There’s still time to avoid another losing legal battle at the OAH

Posted

An administrative law judge found merit in arguments that the St. Louis County School District filed an incomplete and inadequate campaign finance report.

Although the judge’s decision doesn’t declare the district guilty, it means the judge found sufficient evidence to support the charge. It should be enough to encourage the district to file an amended report. Otherwise, the district will likely find itself on the losing end of another OAH decision, and being ordered to produce a new report anyway.

The board’s last appearance before at the OAH should give them pause. Just as complainants originally alleged, a three-judge panel found that the district had used misleading and outdated information to promote the passage of a $78.8 million bond referendum. And although the district avoided any financial penalty from the state, the fight cost them hundreds of thousands of dollars in legal fees. The district was also reprimanded for its actions and ordered to file a campaign finance report.

That brings us to the current situation.
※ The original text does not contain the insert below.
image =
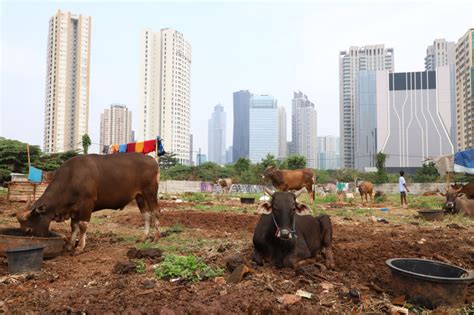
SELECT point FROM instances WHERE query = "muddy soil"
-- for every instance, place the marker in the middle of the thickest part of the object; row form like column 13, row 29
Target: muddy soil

The district’s report was woefully inadequate, failing to include numerous campaign expenses incurred by the district in the run-up to the referendum and failing to identify the source of funding for their campaign. Johnson Controls Inc.’s role in influencing how the referendum was portrayed and sold to the public was virtually non-existent in the report filed by the district.
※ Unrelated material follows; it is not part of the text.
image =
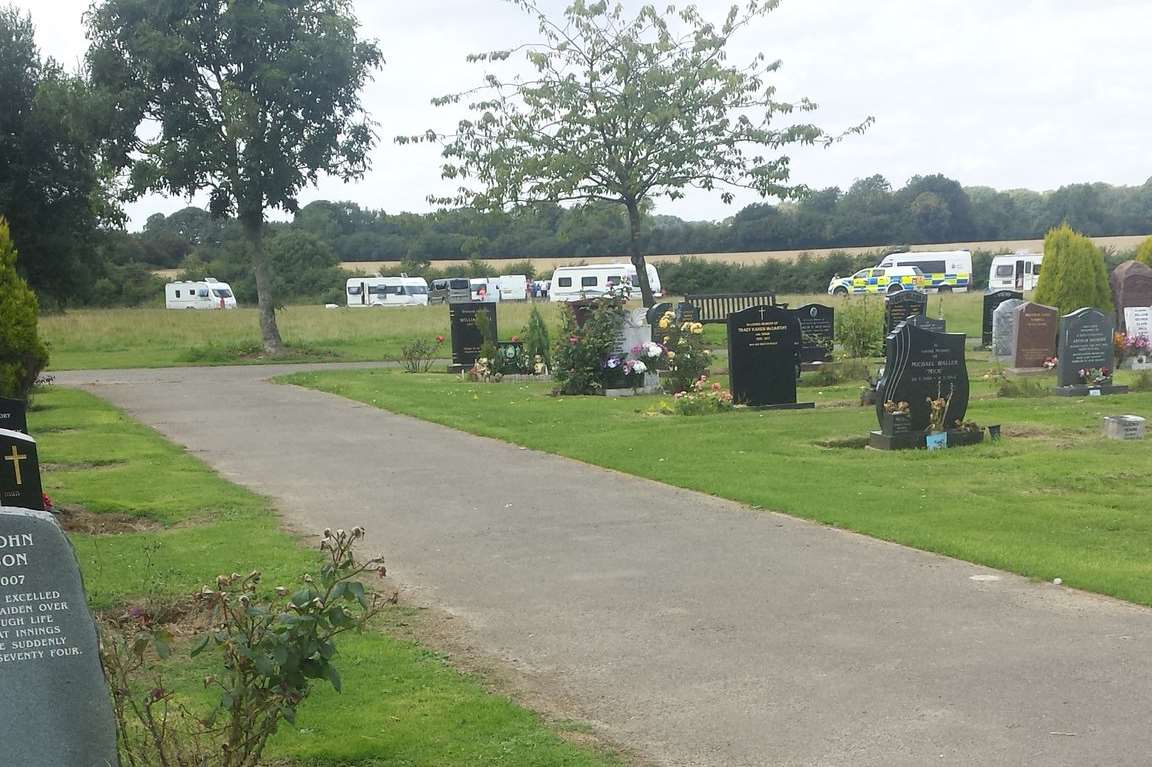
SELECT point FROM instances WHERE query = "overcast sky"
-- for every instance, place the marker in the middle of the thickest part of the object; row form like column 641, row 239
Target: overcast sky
column 1031, row 93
In addition, the district excluded the services of public relations firm Himle-Horner and Decision Resources, which conducted opinion polling and used the results to guide district officials on how to best frame their arguments in favor of the referendum. This is all routine stuff for political campaigns, and under Minnesota law, such campaigns are required to report those expenditures. The school district is equally obligated, yet refuses to reveal them.

Part of the blame stems from the district’s faulty interpretation of the OAH’s directive to file a campaign finance report. The district apparently operates under the assumption that they were only required to report those expenses that could be construed as promoting the referendum’s passage.

But no such language exists the court order issued by the OAH judges back in May and, more importantly, no such language exists in state law. That means all campaign-related expenses, from political consultants to legal fees to staff time devoted to the campaign, must be included in the report.

No doubt there are some who will quibble that the referendum is old news and question why the complainants pursued an accounting of the district’s expenses. But this is a matter of following the law. The district was ordered to file a report and they should be held to the same standards as any campaign, whether it be for a candidate or a cause.

Just as critically, the district’s residents deserve to know how many of their tax dollars were spent on the referendum campaign, and where the money went.

At the same time, all parties can agree too much effort and tax dollars have already been spent on this matter. The district has an opportunity to put an end to this battle by simply abiding by the law and its court order and filing an amended campaign finance report as soon as possible. That would instantly satisfy the complainants in this dispute, who have been entirely open with the district about their concerns, and gave the district months to produce an amended report before filing their complaint.

District officials shouldn’t have to learn every lesson the hard way. And they certainly shouldn’t have to keep learning the same lessons over and over.

There’s an easy and very inexpensive conclusion to this matter. The district simply needs to be willing to do the right thing. File the appropriate report, and be done with this.